Alors qu’une certaine jeunesse se déplace en « sans P », entendez « voitures sans permis », d’autres meurent assassinés. Et ce paradoxe ne choque personne. Bien au contraire, on explique à quel point les familles des quartiers populaires sont responsables de ce qui se passe. Pas la misère, pas les inégalités, pas le fait que les parent·es sont celles et ceux des premières lignes qui travaillent quand vous dormez, mais bien un phénomène de « dé-civilisation ». Mot qui n’existe pas et que l’on invente pour faire des victimes des criminels.

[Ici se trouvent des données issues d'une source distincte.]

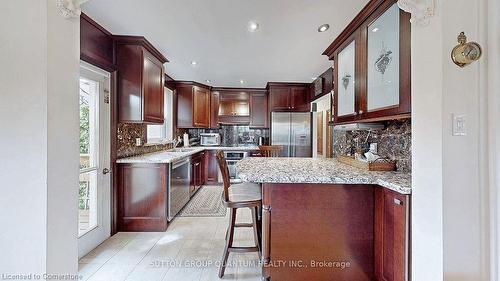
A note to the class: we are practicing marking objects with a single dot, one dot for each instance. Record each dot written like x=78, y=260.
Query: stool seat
x=234, y=197
x=245, y=192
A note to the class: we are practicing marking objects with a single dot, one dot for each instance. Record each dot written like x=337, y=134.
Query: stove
x=232, y=157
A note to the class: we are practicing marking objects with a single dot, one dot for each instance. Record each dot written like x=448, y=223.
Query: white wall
x=23, y=130
x=63, y=67
x=492, y=114
x=449, y=200
x=427, y=145
x=462, y=202
x=39, y=138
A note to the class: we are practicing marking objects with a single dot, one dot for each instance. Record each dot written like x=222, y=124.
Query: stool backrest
x=270, y=150
x=225, y=173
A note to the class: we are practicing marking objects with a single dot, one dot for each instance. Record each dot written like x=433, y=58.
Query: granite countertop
x=317, y=170
x=169, y=156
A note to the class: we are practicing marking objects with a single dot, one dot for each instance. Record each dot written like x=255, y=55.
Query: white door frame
x=102, y=231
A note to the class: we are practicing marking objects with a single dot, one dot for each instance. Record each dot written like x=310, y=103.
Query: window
x=87, y=190
x=163, y=133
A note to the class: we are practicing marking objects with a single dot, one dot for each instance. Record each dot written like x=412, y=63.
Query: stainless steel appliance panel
x=179, y=184
x=301, y=134
x=209, y=139
x=280, y=131
x=292, y=130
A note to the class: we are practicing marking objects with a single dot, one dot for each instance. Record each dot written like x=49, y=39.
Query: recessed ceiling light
x=323, y=27
x=253, y=26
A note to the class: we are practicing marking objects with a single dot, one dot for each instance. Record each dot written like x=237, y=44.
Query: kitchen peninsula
x=324, y=220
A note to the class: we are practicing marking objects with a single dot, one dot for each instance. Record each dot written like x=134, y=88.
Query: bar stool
x=241, y=195
x=270, y=150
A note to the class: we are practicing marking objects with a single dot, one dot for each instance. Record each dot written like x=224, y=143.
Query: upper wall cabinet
x=372, y=65
x=193, y=105
x=288, y=97
x=140, y=80
x=258, y=110
x=214, y=109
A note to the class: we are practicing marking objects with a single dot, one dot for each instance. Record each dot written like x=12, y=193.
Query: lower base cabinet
x=392, y=235
x=211, y=167
x=327, y=232
x=197, y=172
x=142, y=197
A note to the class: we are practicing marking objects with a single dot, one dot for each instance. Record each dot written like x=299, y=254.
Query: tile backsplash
x=231, y=135
x=127, y=133
x=394, y=142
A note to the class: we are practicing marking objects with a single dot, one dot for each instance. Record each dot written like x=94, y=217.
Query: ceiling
x=214, y=33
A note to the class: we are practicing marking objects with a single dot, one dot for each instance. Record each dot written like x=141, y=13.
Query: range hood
x=359, y=127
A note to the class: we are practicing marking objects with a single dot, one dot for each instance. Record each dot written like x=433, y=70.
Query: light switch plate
x=459, y=125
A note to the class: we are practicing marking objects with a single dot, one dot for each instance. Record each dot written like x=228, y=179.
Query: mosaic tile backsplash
x=394, y=142
x=127, y=133
x=234, y=135
x=231, y=136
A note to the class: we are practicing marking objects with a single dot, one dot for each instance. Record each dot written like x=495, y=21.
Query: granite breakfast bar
x=343, y=223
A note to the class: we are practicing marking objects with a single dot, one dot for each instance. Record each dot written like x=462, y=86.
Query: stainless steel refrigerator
x=292, y=130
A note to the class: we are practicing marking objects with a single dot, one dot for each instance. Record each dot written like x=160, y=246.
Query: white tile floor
x=190, y=250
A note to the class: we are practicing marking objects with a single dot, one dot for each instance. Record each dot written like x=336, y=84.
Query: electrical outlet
x=459, y=125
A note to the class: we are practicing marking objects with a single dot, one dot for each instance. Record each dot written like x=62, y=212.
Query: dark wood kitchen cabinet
x=392, y=228
x=371, y=97
x=193, y=105
x=234, y=102
x=211, y=167
x=142, y=197
x=258, y=110
x=288, y=97
x=214, y=109
x=197, y=171
x=140, y=80
x=96, y=44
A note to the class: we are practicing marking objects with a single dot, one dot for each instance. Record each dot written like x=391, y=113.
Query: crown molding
x=70, y=8
x=421, y=10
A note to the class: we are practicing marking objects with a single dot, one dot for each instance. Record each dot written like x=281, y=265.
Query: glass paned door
x=94, y=184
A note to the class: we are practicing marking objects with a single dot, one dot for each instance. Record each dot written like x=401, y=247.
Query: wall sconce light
x=465, y=52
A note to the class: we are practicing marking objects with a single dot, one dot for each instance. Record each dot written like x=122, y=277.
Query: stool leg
x=255, y=229
x=229, y=241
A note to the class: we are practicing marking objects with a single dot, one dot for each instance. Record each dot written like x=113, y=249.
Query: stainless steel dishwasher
x=179, y=181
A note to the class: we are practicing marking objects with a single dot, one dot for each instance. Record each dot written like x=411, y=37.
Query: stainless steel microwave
x=209, y=139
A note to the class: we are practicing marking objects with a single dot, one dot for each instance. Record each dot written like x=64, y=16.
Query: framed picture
x=345, y=79
x=383, y=60
x=318, y=86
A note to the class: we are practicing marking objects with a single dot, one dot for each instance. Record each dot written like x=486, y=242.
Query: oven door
x=233, y=174
x=210, y=140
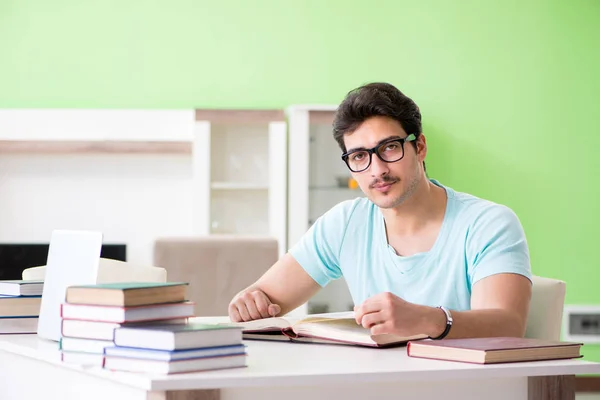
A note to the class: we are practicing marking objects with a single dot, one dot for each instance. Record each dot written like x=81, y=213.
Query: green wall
x=509, y=89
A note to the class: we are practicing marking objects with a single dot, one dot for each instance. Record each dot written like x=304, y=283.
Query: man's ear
x=421, y=147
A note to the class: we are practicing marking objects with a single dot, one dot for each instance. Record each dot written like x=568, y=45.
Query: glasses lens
x=358, y=160
x=391, y=151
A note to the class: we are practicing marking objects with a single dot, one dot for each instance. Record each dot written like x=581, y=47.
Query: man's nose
x=378, y=167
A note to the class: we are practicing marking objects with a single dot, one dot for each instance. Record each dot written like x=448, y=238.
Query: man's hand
x=387, y=313
x=252, y=304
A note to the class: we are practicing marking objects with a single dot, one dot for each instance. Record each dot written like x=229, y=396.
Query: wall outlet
x=582, y=323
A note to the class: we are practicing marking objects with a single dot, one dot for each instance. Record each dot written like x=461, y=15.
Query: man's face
x=386, y=184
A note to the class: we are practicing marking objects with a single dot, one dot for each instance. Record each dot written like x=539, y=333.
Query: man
x=418, y=257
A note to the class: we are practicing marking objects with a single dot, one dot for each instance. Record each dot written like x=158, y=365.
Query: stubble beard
x=410, y=189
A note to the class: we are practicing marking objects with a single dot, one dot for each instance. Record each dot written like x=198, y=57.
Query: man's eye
x=357, y=156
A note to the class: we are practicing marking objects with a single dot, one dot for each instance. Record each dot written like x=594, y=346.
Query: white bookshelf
x=239, y=163
x=317, y=181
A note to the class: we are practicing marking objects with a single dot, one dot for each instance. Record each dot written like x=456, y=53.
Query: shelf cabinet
x=239, y=164
x=318, y=179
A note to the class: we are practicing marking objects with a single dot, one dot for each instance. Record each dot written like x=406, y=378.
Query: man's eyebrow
x=378, y=143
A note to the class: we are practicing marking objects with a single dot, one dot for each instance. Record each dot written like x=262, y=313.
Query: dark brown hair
x=375, y=99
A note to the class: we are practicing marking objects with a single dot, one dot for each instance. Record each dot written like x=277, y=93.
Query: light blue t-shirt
x=478, y=238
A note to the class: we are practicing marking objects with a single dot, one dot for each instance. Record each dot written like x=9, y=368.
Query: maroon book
x=494, y=350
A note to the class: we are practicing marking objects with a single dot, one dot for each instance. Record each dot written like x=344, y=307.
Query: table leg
x=560, y=387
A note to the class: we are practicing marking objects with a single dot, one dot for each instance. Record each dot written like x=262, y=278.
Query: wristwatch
x=448, y=323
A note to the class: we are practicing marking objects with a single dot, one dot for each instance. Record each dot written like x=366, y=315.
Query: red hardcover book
x=493, y=350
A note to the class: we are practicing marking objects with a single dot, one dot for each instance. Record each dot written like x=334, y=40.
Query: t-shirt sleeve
x=318, y=251
x=497, y=244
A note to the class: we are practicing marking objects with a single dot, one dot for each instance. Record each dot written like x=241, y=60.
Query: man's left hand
x=388, y=313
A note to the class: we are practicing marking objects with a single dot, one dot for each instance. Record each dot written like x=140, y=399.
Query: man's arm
x=284, y=287
x=499, y=307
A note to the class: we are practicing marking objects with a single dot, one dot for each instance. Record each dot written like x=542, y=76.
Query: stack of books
x=20, y=303
x=91, y=314
x=171, y=349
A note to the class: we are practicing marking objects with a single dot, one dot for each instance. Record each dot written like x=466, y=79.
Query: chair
x=546, y=309
x=111, y=271
x=217, y=267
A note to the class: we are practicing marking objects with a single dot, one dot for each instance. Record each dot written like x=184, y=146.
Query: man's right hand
x=252, y=304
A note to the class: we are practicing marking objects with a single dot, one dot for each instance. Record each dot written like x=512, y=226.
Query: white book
x=164, y=355
x=177, y=337
x=127, y=314
x=82, y=358
x=21, y=288
x=19, y=325
x=84, y=345
x=173, y=367
x=80, y=328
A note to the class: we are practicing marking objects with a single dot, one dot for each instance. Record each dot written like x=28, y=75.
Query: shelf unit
x=315, y=177
x=94, y=147
x=239, y=163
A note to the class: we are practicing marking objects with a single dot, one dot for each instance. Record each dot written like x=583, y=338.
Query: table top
x=286, y=364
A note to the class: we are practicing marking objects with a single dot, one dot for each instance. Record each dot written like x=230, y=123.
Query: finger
x=381, y=328
x=234, y=314
x=251, y=306
x=366, y=308
x=274, y=310
x=262, y=304
x=372, y=319
x=241, y=307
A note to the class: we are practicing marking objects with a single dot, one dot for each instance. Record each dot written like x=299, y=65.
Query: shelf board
x=239, y=116
x=321, y=117
x=94, y=146
x=238, y=186
x=335, y=188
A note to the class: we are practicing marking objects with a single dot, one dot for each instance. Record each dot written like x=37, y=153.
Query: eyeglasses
x=391, y=150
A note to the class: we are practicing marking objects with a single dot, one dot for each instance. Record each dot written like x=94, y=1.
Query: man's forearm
x=474, y=323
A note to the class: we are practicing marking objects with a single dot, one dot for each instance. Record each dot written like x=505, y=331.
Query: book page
x=345, y=329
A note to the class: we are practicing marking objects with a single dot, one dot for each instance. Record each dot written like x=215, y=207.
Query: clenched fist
x=250, y=305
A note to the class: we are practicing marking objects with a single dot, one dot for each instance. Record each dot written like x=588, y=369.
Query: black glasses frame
x=375, y=150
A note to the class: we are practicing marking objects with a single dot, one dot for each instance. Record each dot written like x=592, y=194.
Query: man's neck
x=426, y=205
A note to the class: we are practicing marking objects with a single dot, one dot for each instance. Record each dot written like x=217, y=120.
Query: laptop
x=73, y=259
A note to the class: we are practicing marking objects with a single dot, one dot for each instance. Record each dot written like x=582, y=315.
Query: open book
x=331, y=328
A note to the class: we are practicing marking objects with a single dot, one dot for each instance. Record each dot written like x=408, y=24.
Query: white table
x=30, y=368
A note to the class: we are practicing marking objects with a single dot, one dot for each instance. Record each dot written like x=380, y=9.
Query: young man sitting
x=418, y=257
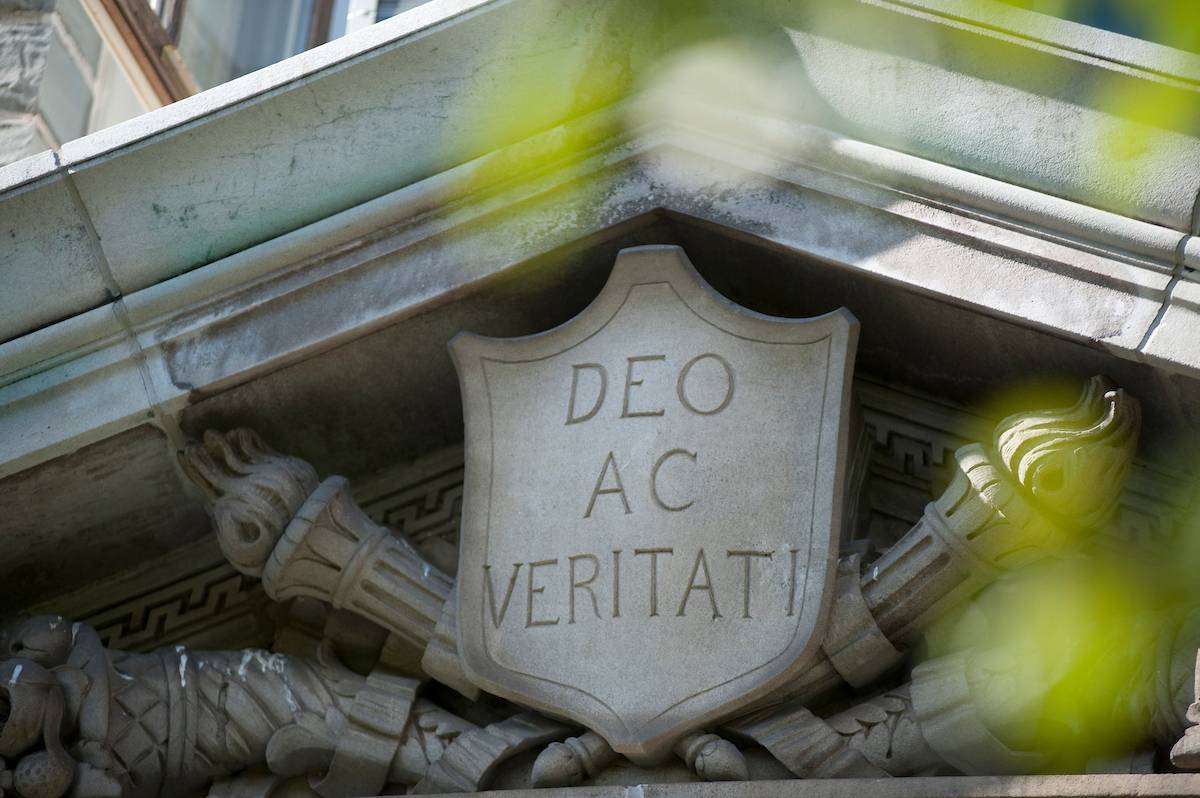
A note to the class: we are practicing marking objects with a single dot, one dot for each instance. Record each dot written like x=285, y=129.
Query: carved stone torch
x=1044, y=483
x=1048, y=480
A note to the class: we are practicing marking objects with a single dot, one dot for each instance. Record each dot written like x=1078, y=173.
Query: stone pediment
x=312, y=292
x=210, y=304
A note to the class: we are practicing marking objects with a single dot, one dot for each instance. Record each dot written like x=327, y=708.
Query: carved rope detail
x=114, y=724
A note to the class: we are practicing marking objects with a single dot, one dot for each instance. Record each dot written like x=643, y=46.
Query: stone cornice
x=940, y=231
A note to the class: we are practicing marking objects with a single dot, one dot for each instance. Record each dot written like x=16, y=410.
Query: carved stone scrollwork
x=105, y=724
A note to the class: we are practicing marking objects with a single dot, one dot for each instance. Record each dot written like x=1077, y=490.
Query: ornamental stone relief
x=676, y=547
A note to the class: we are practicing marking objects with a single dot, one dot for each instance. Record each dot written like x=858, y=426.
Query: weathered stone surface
x=658, y=478
x=1074, y=786
x=24, y=41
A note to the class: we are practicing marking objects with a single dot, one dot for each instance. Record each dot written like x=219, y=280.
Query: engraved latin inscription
x=651, y=504
x=586, y=400
x=586, y=587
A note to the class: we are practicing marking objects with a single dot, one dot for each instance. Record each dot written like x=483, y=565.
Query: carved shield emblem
x=652, y=504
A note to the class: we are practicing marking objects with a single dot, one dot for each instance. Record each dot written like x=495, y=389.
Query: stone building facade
x=241, y=472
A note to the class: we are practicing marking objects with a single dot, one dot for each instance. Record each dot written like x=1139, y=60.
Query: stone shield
x=652, y=504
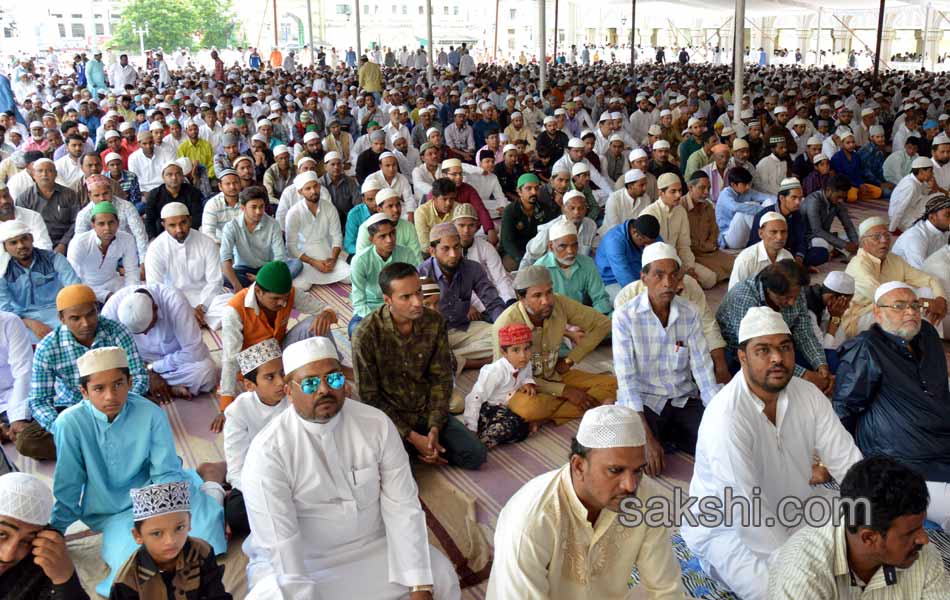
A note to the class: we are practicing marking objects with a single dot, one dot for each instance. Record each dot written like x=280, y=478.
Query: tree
x=175, y=23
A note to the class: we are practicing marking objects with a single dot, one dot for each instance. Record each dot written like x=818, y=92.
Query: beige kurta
x=869, y=273
x=546, y=548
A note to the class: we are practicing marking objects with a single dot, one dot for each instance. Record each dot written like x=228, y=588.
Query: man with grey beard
x=892, y=393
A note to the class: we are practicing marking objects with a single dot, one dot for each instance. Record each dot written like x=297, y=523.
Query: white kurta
x=315, y=235
x=100, y=272
x=245, y=417
x=739, y=448
x=173, y=346
x=193, y=268
x=336, y=502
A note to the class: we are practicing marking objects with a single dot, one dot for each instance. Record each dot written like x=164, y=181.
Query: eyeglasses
x=310, y=385
x=902, y=306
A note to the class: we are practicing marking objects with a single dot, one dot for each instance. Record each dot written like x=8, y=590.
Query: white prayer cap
x=385, y=194
x=659, y=251
x=611, y=426
x=370, y=184
x=890, y=286
x=102, y=359
x=870, y=223
x=12, y=229
x=561, y=229
x=136, y=312
x=633, y=175
x=636, y=155
x=760, y=321
x=174, y=209
x=25, y=498
x=573, y=194
x=770, y=216
x=840, y=282
x=307, y=351
x=304, y=178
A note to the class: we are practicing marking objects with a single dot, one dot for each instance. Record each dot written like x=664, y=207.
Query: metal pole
x=542, y=48
x=310, y=30
x=359, y=45
x=738, y=59
x=430, y=68
x=880, y=34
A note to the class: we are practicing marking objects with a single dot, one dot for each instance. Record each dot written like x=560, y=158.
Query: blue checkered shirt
x=749, y=293
x=55, y=382
x=655, y=364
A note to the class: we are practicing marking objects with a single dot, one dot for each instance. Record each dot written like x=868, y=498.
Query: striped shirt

C’est tellement classique que justement les programmes scolaires regorgent de ces exemples classiques. Et, toujours en tant qu’enseignante, je m’étonne de la différence entre ce que l’on nous fait enseigner et de ce qui se dit au sommet de l’Etat. On aime Gavroche, sa révolte, sa gouaille. On comprend que Javert est le méchant et Jean Valjean le gentil. On présente Rosa Parks comme un exemple. On aime à montrer les enfants parisien·nes de Doisneau jouant dehors à des jeux fort dangereux, Antoine Doisnel faisant les quatre-cent coups, volant jusqu’à l’argent de sa pauvre grand-mère et on est triste pour le petit Gibus perdu dans une guerre fratricide de village et battu par son père …
Mais que font ces jeunes dans un terrain vague ou jouant à la guerre ? Comment dans le pays de Hugo, les Gavroches de notre époque peuvent-ils prendre des mois de prison ferme pour avoir ramassé une cannette, un T-shirt, ou deux rouleaux de pièces de 50 centimes, soit 20 euros ?
Nous sommes peu nombreu·ses aujourd’hui à penser que nous sommes collectivement responsables de ce qui nous arrive. Nous sommes peu nombreu·ses à nous émouvoir des exécutions policières pour des délits mineurs. Nous sommes peu nombreu·ses à penser qu’un enfant qui meurt est un enfant qui meurt. Nous sommes peu nombreu·ses à condamner la réforme des lycées professionnels qui compte renvoyer les enfants au travail pour des salaires de misère.
Lorsque les enfants d’Iran se révoltent, nous pensons que ce pays va mal. Lorsque les enfants de Birmanie se font exécuter par l’armée, nous pensons que ce pays va mal. Lorsque les enfants noir·es américain·nes se révoltent, nous pensons que la police américaine est raciste et criminelle et que ce pays va mal. Pourquoi serait-ce différent chez nous ?
Sur les quatre dernières années, à trois reprises, la Canebière a vu des blindés. De qui est-ce la faute ? Des familles, des mamans isolées, de l’école, des écologistes, de la Ligue des droits de l’Homme, de l’opposition de gauche, de la famille d’Adama Traoré ? Allons soyons sérieux ! Il est temps de regarder les Gavroches, quelque soit leur couleur de peau et leurs origines. Il nous faut condamner à nouveau les Javert et redire, comme une militante des quartiers populaires de Marseille samedi 4 juillet dernier, « Liberté, Egalité, Fraternité : tout est dit ! ».